Table 4 Evaluation of diagnostic sensitivity and specificity of the new real-time RPA by comparison with a validated real-time PCR (de Chaves et al., 2023).
4 Discussion
The HLB disease and its vectors, aided by intense international trade and climate change, are spreading rapidly, and HLB continues to decimate citrus productivity, with a devastating impact on the crop in important citrus growing areas. In fact, in countries where the disease is present, different control strategies have been carried out without significant success (Andrade et al., 2020; Bassanezi et al., 2020). Therefore, the best strategy against HLB disease remains to prevent the introduction and establishment rather than to cure it (Bové, 2006; Wang, 2020). Therefore, the threat of this disease to free areas, such as the Mediterranean Basin and Australia, requires that preventive measures be taken to at least delay the entry of the bacterium. For this purpose, it is essential to have sensitive, specific, and accurate techniques for early detection and containment. It is also very important that they have potential application at the front line, at the point of need in the field, and that they are rapid and robust with good cost-effectiveness.

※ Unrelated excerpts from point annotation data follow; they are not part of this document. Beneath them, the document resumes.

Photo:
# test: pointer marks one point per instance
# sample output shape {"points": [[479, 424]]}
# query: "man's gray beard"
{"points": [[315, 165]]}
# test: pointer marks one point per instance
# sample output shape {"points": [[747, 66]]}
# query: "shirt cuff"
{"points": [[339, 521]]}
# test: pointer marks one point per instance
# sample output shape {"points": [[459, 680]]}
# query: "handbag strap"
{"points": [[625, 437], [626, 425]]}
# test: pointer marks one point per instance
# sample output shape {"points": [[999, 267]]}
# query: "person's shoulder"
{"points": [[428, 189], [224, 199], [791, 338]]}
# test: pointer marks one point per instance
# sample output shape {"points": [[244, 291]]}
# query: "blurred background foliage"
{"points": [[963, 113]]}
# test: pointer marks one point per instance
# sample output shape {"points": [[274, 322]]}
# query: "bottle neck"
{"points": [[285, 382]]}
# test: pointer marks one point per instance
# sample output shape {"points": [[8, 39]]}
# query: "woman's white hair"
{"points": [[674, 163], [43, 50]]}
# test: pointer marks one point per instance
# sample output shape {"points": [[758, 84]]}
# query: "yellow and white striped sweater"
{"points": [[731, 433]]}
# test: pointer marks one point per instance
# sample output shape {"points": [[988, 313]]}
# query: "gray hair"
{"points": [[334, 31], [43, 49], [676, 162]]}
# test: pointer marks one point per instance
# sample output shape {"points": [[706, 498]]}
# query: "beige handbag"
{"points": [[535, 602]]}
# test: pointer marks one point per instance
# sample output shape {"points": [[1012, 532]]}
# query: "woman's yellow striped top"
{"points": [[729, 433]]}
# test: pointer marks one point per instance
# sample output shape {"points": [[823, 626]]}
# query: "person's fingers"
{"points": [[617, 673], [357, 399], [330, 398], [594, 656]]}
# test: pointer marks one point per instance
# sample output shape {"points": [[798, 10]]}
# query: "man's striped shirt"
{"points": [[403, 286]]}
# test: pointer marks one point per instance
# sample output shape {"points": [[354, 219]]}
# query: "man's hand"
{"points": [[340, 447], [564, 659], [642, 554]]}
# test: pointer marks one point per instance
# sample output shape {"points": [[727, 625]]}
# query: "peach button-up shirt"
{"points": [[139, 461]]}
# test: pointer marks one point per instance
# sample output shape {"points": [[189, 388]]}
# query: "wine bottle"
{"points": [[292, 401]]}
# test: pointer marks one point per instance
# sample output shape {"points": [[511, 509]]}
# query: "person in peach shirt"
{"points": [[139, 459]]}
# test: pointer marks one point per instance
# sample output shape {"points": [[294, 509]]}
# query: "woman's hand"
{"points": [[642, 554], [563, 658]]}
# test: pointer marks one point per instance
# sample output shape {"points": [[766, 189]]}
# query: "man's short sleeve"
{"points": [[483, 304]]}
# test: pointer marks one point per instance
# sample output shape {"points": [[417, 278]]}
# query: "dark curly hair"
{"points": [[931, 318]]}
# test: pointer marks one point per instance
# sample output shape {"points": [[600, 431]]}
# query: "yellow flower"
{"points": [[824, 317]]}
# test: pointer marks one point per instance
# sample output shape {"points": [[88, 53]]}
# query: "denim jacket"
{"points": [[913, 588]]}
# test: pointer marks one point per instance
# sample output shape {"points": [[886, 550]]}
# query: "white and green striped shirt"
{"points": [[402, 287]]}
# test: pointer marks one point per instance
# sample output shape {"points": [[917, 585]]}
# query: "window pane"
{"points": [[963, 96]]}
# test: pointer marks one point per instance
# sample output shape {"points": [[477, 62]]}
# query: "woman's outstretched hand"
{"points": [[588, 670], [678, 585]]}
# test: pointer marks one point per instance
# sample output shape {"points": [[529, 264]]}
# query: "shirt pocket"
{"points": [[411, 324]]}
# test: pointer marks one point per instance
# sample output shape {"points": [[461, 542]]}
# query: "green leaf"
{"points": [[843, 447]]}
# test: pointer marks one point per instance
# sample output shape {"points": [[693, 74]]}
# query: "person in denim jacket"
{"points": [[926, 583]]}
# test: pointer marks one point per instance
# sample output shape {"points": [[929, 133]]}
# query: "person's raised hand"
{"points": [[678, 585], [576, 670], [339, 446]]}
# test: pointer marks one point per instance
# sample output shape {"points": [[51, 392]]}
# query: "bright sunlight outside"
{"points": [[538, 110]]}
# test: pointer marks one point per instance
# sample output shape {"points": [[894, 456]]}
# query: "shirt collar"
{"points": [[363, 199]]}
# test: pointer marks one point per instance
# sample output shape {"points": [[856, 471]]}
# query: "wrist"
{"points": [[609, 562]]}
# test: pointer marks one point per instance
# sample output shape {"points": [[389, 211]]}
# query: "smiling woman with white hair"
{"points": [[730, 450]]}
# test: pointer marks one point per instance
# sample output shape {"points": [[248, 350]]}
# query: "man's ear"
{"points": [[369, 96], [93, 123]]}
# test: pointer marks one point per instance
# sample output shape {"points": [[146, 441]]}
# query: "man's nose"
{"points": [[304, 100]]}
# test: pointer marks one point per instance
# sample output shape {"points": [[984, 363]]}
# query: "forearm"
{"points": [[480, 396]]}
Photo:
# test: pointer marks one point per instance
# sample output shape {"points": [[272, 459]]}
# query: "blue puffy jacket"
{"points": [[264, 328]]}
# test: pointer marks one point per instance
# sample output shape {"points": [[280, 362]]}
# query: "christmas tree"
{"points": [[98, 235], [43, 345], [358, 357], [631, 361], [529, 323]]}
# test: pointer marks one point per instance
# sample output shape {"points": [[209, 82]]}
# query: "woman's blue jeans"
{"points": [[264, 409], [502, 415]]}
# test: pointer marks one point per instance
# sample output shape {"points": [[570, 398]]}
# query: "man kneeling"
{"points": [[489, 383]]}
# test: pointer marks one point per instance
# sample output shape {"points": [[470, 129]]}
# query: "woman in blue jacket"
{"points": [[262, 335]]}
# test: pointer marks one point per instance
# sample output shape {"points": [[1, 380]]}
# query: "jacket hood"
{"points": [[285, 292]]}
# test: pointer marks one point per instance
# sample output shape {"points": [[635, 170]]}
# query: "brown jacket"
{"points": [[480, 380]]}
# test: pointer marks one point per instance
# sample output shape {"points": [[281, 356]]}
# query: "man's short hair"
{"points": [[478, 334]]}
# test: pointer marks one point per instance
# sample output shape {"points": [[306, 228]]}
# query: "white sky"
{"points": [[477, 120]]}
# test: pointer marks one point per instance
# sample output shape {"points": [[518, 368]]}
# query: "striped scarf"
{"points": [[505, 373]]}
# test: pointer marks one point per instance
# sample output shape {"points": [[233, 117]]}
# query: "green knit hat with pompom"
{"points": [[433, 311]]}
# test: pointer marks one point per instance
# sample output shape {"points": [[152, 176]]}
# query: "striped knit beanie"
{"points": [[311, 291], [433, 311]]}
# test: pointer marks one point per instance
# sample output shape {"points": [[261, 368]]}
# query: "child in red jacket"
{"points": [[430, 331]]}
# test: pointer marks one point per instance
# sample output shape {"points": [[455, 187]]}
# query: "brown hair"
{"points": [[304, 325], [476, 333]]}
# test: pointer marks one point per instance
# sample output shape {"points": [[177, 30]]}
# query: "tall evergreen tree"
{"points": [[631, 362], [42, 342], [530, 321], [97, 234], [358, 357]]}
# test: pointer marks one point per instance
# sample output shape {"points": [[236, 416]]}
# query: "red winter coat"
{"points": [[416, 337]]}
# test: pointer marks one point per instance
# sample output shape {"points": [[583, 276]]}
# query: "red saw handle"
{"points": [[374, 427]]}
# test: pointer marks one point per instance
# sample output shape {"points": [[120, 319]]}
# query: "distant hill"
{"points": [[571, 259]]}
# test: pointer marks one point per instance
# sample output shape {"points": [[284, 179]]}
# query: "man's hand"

The main requirements for a detection technique to be used at the point of care are a specificity of approximately 100% (absence of false positives), a sensitivity as high as possible (limited false- negative results), an easy implementation in a short time, and a limited cost (Cesbron et al., 2022). In this work, a fast on-site detection protocol, based on real-time recombinase polymerase amplification of gene fusA, which requires minimal and portable instrumentation and has a short reaction time, has been designed and developed for the detection of the three ‘Ca. Liberibacter’ species associated with HLB. Although none of these three species are currently present in Europe, the two main insect vectors are already established and expanding in the Mediterranean Basin (Pérez Otero et al., 2015; Wang, 2020; Ministry of Agriculture and Rural Development of Israel, 2022). This, along with the continued movement of plant material imports worldwide, poses a serious threat to the introduction of HLB-associated bacteria into HLB-free regions. This threat is from both CaLas and CaLaf and, probably to a lesser extent, CaLam. The developed real-time RPA method allows the detection of the three species with excellent sensitivity and specificity, in addition to very fast reaction time, which makes it ideal for inspection in border points, local farms, or greenhouses since its use would increase the possibility of intercepting infected material, both insect and plant tissues.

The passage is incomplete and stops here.